Interview Exclusive : Alexandre Alerini, écrivain et aventureux à tendance gaia


‘Personne au monde n’a le droit de dire, à qui que ce soit, que son amour pour un autre être humain est moralement prohibé.’

C’est avec cette puissante citation de Barbara Streisand qu’on démarre la ‘Tronche de cake ou le petit zamel’ d’Alexandre Alerini. Un écrivain d’origine Marocaine, Tunisienne et Française. Tous à la fois.

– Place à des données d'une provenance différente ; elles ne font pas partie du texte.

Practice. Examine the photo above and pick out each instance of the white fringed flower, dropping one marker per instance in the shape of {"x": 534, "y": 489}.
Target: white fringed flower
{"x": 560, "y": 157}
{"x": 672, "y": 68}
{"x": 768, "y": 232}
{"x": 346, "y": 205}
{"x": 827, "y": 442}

Auteur de ‘Vendredi Treize ou les mémoires secrets de Sir Robinson Crusoé’ dont j’avais la chance de le lire. Une merveilleuse histoire pleine d’amour, tolérance, amitié et d’humour avec aussi un grand zeste de sexe comme le décrit Bruno Masure, un journaliste chroniquer qui préface le roman.

J’avais beaucoup de plaisir à échanger avec Alexandre et je vous parviens ici une interview exclusive pour Gayday Magazine :  

Gayday : Alexandre Alerini, qu’est-ce qui vous a poussé à écrire ?

Alexandre Alerini : La colère ! Je suis un grand dévoreur de livres et je m’intéresse à toutes les littératures : française, américaine, chinoise, arabe, etc. Un jour, je suis tombé sur un roman d’un journaliste de Paris Match « La vie sexuelle de Robinson Crusoë ». En tant que gay, ce titre m’a interpellé et je l’ai lu, croyant à une histoire d’amour entre Robinson et Vendredi. Horreur ! Robinson était un raciste sadique et négrier (dans ce roman). Il violait Vendredi, aussi bien que des perroquets ou des femmes. Alors, la colère m’a pris, et j’ai décidé d’écrire la « vraie histoire d’amour de Robinson Crusoë et de son beau Vendredi ». Puis, dans la foulée, j’ai pensé à mon enfance heureuse au Maroc et « Tronche de cake » est né… par amour !

 

Gd : Si nous nous trouvions dans l’ascenceur d’un gratte-ciel, entre le rez-de-chaussée et le 100e étage, que me diriez-vous sur votre livre pour me donner envie de le lire avant que les portes ne s’ouvrent au sommet ?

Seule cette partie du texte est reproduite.